Ups!, seketika itu airmata saya menetes tanpa malu. Ozy pun hanya menyaksikannya dalam diam tanpa protes, seolah sangat memahami perasaan saya saat itu.

Ibunda Ozy kemudian menemui kami.
” Mbak , sebenarnya Ibu juga nggak tega. Setiap kali nenek datang ibu memang hampir tak pernah membelinya, bukan karna nggak punya rasa kasihan. atau tak membutuhkannya. Tapi karna ibu tahu gambas-gambas itu hasil curian dari kebun sayur anaknya. Meski ibu juga tau ia terpaksa mencuri untuk bertahan hidup. Ibu khawatir gambas-gambas itu haram untuk kita makan.”

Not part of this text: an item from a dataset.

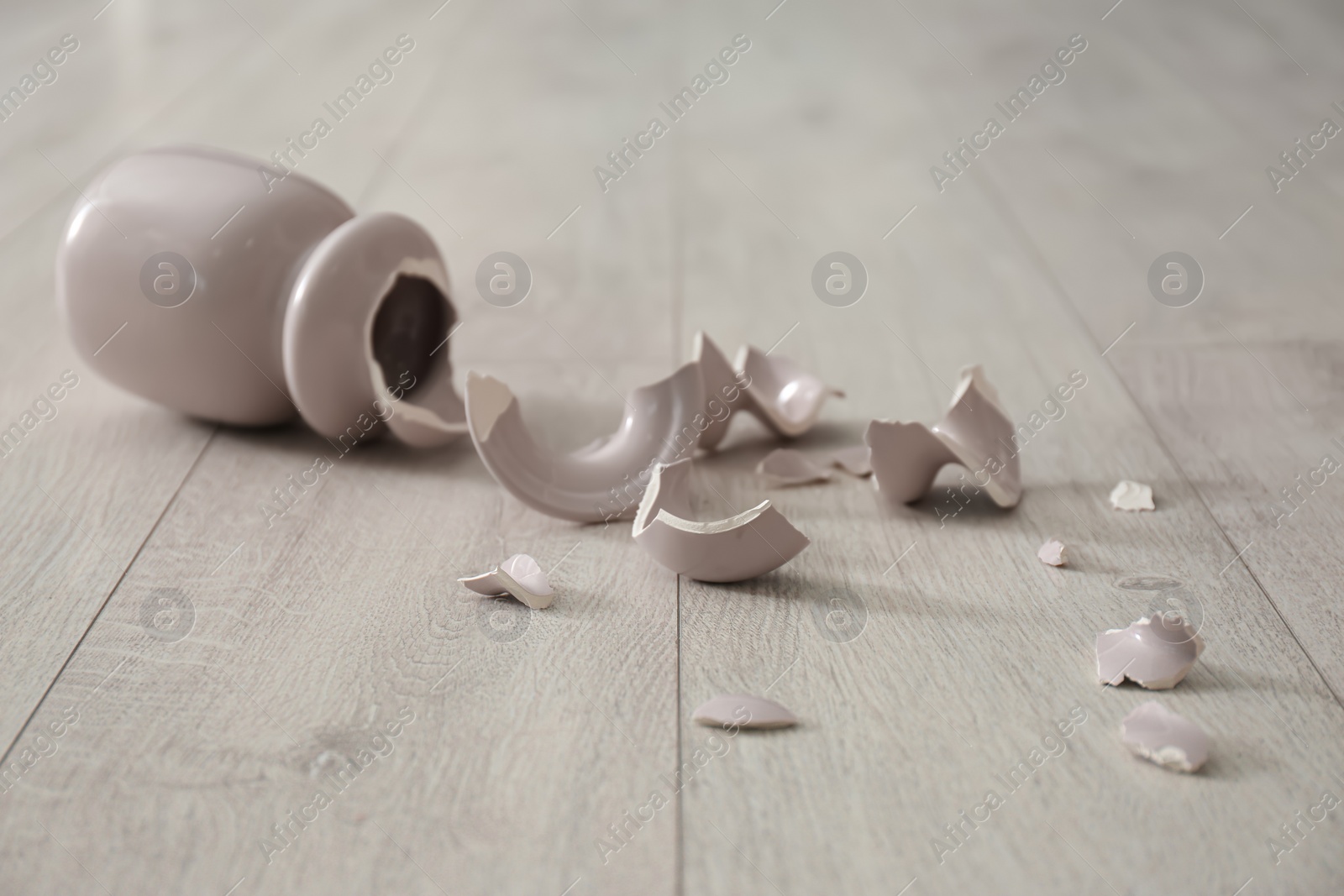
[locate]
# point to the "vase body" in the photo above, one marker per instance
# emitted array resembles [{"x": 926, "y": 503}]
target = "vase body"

Di tengah ceritanya, saya juga melihat mata ibunda Ozy yang semakin berkaca-kaca. Ah, saya semakin terenyuh setelah mengetahui semuanya. Betapa durhakanya sang anak jika memang ia benar-benar tak memuliakan orangtuanya. Betapa tak berbalas budi jika memang ia benar-benar tidak menafkahi dan tidak menjamin kehidupan orangtuanya. Naudzubillah….!!! Semoga saya dan juga anda tak kan pernah seperti itu..

”….Dan hendaklah kamu berbuat baik pada ibu bapakmu dengan sebaik-baiknya. Jika salah seorang di antara keduanya atau kedua-duanya sampai berumur lanjut dalam pemeliharaanmu, maka sekali-kali janganlah kamu mengatakan kepada keduanya perkataan "ah" dan janganlah kamu membentak mereka dan ucapkanlah kepada mereka perkaataan yang mulia.” (Al Isra : 17)”.

Mereka bertanya tentang apa yang mereka nafkahkan. Jawablah: "Apa saja harta yang kamu nafkahkan hendaklah diberikan kepada ibu-bapak, kaum kerabat, anak-anak yatim, orang-orang miskin dan orang-orang yang sedang dalam perjalanan." Dan apa saja kebaikan yang kamu buat, maka sesungguhnya Allah Maha Mengetahuinya.” (Al baqarah: 215).

Menurut analisis saya, nenek itu bukan mencuri, tapi mengambil sebagian yang sebenarnya adalah haknya. Bukankah Islam menuntun kita bahwa semua harta benda anak juga merupakan milik orangtuanya. Tapi sebaliknya sgala sesuatu yang menjadi milik orangtua belum tentu menjadi milik sang anak. Jadi gambas-gambas tersebut menjadi halal untuk dikonsumi . Bukankah begitu?

”Rabb, ampunilah dosa ku dan dosa kedua orangtuaku. Sayangi dan lindungi mereka, sebagaimana yang tlah mereka lakukan terhadapkusewaktu kecil hingga kini.” Amiiiiiin.